JOÃO CARLOS ASSUMPÇÃO
DO ENVIADO AO RIO

CONTINUAÇÃO da entrevista com João Havelange, à pág. 4-1

Folha - Os europeus pretendem realizar a Copa de 2006 na Inglaterra ou na Alemanha. O senhor já declarou várias vezes que era favorável à Copa na África. A Copa de 2006 será na Europa ou na África?
Havelange - Na África. A Copa do Mundo é rotativa, num revezamento entre os continentes.
A Europa abrigará a Copa de 1998, a de 2002 será na Ásia, a de 2006, na África, a de 2010, na América do Sul. A Europa terá que esperar por 2014.
Os africanos evoluíram muito no futebol, e a África do Sul tem todas as condições de receber a Copa.
Folha - Qual o senhor considera o maior mérito de sua gestão?
Havelange - A internacionalização do futebol, sua expansão pelo mundo. Antes, ele era mais restrito à Europa e à América do Sul.
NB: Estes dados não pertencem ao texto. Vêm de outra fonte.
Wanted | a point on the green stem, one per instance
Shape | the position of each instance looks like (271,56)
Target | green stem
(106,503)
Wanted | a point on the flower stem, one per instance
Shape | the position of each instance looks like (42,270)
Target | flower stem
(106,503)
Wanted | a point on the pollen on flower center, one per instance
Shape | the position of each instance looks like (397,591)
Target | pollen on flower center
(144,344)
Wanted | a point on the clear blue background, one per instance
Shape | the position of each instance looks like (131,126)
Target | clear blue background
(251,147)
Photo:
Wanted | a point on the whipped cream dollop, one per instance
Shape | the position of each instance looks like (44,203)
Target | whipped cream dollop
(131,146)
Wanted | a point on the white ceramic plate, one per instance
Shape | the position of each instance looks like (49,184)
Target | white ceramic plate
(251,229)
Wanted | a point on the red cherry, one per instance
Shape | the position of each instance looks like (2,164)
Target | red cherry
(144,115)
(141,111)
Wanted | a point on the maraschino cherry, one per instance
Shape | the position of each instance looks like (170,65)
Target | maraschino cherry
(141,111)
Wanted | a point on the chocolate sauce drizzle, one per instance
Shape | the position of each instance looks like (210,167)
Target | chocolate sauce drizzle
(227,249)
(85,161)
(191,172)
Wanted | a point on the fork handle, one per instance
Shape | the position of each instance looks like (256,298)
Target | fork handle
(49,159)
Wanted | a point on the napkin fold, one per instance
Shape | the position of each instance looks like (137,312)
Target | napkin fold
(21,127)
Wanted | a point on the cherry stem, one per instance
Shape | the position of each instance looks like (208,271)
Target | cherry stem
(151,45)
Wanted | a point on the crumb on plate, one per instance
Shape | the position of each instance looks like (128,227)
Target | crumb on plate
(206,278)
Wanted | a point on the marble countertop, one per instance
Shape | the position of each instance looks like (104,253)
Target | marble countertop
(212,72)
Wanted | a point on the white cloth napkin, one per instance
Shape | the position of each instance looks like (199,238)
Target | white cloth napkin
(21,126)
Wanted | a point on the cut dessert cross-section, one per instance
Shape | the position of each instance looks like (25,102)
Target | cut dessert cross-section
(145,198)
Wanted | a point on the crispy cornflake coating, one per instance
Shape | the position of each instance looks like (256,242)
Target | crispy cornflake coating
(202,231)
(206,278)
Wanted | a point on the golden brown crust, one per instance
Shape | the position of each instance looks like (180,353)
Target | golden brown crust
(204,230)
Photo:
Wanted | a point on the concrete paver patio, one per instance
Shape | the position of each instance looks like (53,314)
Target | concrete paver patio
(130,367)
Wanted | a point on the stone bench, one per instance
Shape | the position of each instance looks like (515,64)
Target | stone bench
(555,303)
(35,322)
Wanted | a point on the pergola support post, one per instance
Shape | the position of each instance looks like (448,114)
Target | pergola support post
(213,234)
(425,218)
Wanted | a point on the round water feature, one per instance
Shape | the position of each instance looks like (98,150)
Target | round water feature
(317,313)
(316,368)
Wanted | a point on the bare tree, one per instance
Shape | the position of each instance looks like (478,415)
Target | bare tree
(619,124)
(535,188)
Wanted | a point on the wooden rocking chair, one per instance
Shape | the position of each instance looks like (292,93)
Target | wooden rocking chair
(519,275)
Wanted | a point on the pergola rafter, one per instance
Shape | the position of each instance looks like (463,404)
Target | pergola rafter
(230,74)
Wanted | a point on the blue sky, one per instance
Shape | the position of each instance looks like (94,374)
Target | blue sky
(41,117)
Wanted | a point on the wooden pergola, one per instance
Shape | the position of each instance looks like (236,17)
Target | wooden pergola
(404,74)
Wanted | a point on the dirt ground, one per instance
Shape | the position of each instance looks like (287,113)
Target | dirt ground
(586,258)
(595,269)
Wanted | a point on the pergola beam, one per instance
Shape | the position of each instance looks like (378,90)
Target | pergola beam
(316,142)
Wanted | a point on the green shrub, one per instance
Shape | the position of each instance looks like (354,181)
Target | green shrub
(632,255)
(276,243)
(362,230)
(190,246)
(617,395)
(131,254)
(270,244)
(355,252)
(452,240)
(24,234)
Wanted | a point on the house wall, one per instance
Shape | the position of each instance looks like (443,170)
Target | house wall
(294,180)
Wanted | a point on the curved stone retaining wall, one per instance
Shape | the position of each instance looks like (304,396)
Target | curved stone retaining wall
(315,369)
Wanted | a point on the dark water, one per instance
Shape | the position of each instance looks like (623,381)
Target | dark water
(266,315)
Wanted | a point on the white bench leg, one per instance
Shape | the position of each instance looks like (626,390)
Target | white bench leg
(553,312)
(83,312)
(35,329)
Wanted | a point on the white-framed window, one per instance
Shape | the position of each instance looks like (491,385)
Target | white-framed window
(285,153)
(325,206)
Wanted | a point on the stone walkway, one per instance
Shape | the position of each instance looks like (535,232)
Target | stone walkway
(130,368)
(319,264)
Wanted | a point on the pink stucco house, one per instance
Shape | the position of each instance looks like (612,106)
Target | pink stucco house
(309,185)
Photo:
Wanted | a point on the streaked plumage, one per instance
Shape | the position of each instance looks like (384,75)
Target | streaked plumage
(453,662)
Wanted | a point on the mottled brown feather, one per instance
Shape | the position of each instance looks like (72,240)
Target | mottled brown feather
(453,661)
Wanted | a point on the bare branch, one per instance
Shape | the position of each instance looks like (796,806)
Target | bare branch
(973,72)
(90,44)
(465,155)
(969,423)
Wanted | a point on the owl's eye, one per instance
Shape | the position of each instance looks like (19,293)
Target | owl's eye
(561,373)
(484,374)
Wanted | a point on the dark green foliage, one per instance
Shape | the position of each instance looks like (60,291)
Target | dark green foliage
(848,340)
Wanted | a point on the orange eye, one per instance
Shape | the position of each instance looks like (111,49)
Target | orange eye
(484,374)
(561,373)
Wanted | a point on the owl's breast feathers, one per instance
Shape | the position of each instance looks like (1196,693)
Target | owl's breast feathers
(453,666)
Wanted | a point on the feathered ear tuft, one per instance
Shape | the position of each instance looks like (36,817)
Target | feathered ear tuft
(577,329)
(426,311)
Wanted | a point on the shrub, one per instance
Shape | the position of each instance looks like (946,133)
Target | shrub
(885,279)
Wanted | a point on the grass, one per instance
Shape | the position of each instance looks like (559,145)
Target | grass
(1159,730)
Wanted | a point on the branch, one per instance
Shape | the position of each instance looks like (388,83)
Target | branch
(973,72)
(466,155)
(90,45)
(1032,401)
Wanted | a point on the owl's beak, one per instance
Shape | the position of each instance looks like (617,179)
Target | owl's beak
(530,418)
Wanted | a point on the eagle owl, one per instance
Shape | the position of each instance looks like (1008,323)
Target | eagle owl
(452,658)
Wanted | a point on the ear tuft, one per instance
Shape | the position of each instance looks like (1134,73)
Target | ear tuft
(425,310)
Hoje está difundido por todos os países.
Quando assumi a Fifa, em 1974, a Copa era disputada por 16 países, depois passou para 24 e agora serão 32.
Fui criticado, algumas pessoas que não tinham o que dizer falaram que era politicagem, o que demonstra uma maldade, uma falta de objetividade, de análise...
Com 16 times, o senhor faz 32 jogos, e o time campeão, 7. Com 24, o senhor faz 52 jogos, e o campeão ainda faz 7. Com 32, serão 64 jogos, mas o campeão continua fazendo 7.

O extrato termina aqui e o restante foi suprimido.